Urologic emergencies, even if life-threatening (e.g., sepsis or hemodynamically relevant postoperative bleeding), should not hinder history taking of the acute event. Information to elicit includes concurrent illness or operation (e.g., previous nephrectomy in a patient with traumatic kidney rupture), medication (e.g., fever in neutropenic patients after chemotherapy requires a different therapeutic approach), and (crucially) allergy. Any minimal delay in therapy is offset by the avoidance of any potential iatrogenic complication, possibly adding a second emergency to the one already under evaluation. The AMPLE history (Allergies, Medications, Past medical history, time of Last meal, Events preceding the injury) used in trauma surgery can be used as a template in traumatic and even nontraumatic emergencies. Other elements of the urgent history include localization, time dimension, intensity and mitigating/ inducing factors of the current problem.

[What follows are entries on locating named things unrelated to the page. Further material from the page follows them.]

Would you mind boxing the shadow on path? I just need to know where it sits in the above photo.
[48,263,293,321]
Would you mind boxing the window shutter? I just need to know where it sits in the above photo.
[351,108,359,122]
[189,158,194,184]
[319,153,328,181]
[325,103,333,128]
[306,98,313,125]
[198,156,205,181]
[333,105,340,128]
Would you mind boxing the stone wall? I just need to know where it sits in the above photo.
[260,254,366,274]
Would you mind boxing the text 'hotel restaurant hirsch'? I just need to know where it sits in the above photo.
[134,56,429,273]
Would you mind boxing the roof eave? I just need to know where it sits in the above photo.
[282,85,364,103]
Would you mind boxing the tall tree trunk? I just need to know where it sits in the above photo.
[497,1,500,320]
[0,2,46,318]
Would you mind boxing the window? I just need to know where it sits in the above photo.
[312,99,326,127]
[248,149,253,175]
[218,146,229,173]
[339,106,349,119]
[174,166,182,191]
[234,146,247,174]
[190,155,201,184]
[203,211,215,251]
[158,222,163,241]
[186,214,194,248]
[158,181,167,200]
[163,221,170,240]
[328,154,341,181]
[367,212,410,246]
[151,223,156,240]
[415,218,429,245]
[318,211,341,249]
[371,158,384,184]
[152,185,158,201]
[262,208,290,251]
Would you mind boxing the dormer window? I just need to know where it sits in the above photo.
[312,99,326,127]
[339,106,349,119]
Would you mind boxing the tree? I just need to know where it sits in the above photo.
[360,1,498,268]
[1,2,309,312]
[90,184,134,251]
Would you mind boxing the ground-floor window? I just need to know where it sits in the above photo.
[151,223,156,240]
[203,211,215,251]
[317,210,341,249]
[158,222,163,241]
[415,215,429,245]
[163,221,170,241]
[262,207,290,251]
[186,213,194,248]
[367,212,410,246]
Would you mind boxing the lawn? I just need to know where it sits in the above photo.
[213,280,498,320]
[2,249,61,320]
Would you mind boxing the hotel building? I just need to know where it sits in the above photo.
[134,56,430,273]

Some patients may not be able to report their condition themselves. In young children, patients with dementia, and those who are severely ill (urosepsis or polytrauma) or whom we are asked to treat intraoperatively, the history may be obtained from family members, the rescue staff, or the operating team.

The importance of history taking in urologic emergency is illustrated by a prospective study (Eskelinen et al. 1998) addressing its accuracy in acute renal colic. The combination of gross hematuria, loin tenderness, pain lasting less than 12 h, and decreased appetite-all information easily available from history-detected renal colic with a sensitivity of 84% and a specificity of 98%.